Выбрать главу
1977

Батюшков

Не пошли, Господь, грозу мне Тридцать лет прожить в тоске, Словно Батюшков безумный, Поселившийся в Москве. Объявлять при всём народе, Не страшась уже, как встарь, Что убийца Нессельроде, Что преступник – государь. Стать обидчивым, как дети, Принимать под ветхий кров Италийский синий ветер, Лёд Аландских островов. Тридцать лет не знать ни строчки, Позабыть про календарь, И кричать в одной сорочке: «Я и сам на Пинде царь!» И сидеть часами тихо, Подойти боясь к окну, И скончаться вдруг от тифа, Как в Гражданскую войну.
1977

Два Гоголя

Два Гоголя соседствуют в Москве.
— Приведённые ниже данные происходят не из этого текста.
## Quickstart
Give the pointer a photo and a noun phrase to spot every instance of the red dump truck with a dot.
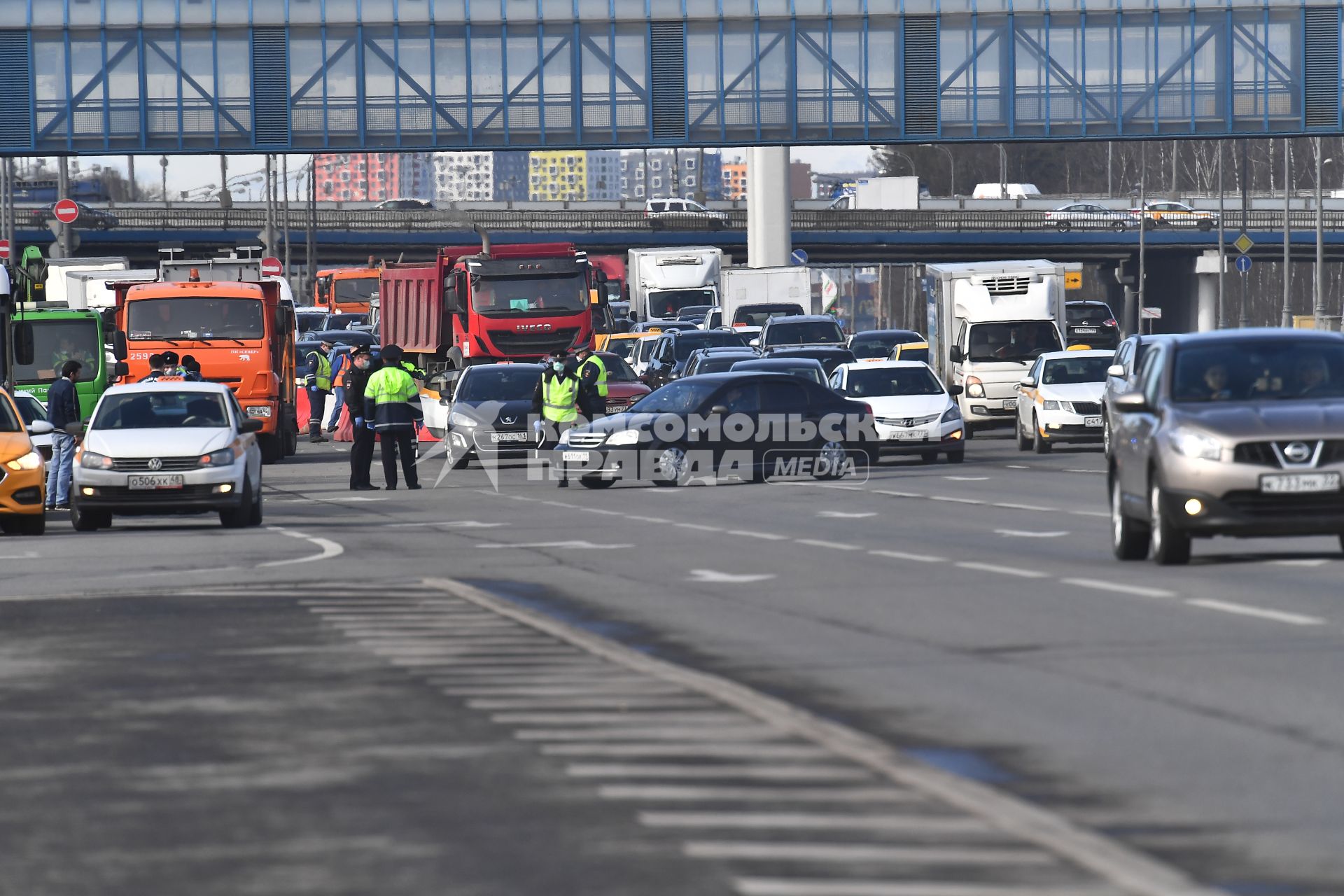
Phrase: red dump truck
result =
(483, 304)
Один над облаками дымной гари Стоит победоносно на бульваре, И план романов новых в голове. Другой неподалёку за углом, Набросив шаль старушечью на плечи, Сутулится, душою искалечен, Больною птицей прячась под крылом. Переселён он с площади за дом, Где в тяжких муках уходил от мира, И гость столицы, пробегая мимо, Его заметит, видимо, с трудом. Два Гоголя соседствуют в Москве, Похожи и как будто не похожи. От одного – мороз дерёт по коже, Другой – сияет бронзой в синеве. Толпой народ выходит из кино, А эти две несхожие скульптуры – Два облика одной литературы, Которым вместе слиться не дано.
1977

Пасынки России

…Глаз разрез восточный узкий, Тонкий локон на виске. Хан Темир, посланник русский, Переводит Монтескьё. От полей вдали ледовых Обласкал его Людовик, Но, читая Монтескьё, Он вздыхает о Москве.
…Громко всхрапывают кони, Дым костра и звон оков. Жизнь и честь свою полковник Отдаёт за мужиков. Что ему до их лишений? На его немецкой шее, Любопытных веселя, Пляшет русская петля.
…Зодчий Карл Иваныч Росси, И художник Левитан, Как ответить, если спросят, Кто вы были меж славян? Кто вы, пасынки России, Неродные имена, Что и кровь свою, и силы Отдавали ей сполна? Тюрки, немцы или греки? Из каких вы родом стран?
Имена теряют реки, Образуя океан.
1977

Матюшкин

Вольховский, первый ученик, Князь Горчаков и гений Пушкин… Всех дальновиднее из них Был мореплаватель Матюшкин, Что, поручив себя волнам, Сумел познать все страны света, И жаль, что он известен нам Лишь как лицейский друг поэта. Не дал он (не его вина) Законов мудрых для державы, За стол багряного сукна Не приглашал его Державин, Но вне покинутой земли Такие видел он пейзажи, Каких представить не могли Ни Горчаков, ни Пушкин даже. Жил долго этот человек И много видел, слава Богу, Поскольку в свой жестокий век Всему он предпочёл дорогу. И, к новым нас зовя местам, От всех сомнений панацея, Зелёный бронзовый секстан Пылится в комнатах Лицея.
1977

Старый Пушкин

И Пушкин, возможно, состарившись, стал бы таким, Как Тютчев и Вяземский, или приятель Языков. Всплывала бы к небу поэм величавых музыка, Как царских салютов торжественный медленный дым. И Пушкин, возможно, писал бы с течением дней О славе державы, о тени великой Петровой, – Наставник наследника, гордость народа и трона, В короне российской один из ценнейших камней. Спокойно и мудро он жил бы, не зная тревог. Настал бы конец многолетней и горькой опале. И люди при встрече шептали бы имя его, И, кланяясь в пояс, поспешно бы шапки снимали, Когда, оставляя карету свою у крыльца, По роскоши выезда первым сановникам равен, Ступал он степенно под светлые своды дворца, С ключом камергера, мерцая звездой, как Державин. Царём и придворными был бы обласкан поэт. Его вольнодумство с годами бы тихо угасло. Писалась бы проза. Стихи бы сходили на нет, Как пламя лампады, в которой кончается масло. А мы вспоминаем крылатку над хмурой Невой, Мальчишеский профиль, решётку лицейского сада, А старого Пушкина с грузной седой головой Представить не можем; да этого нам и не надо.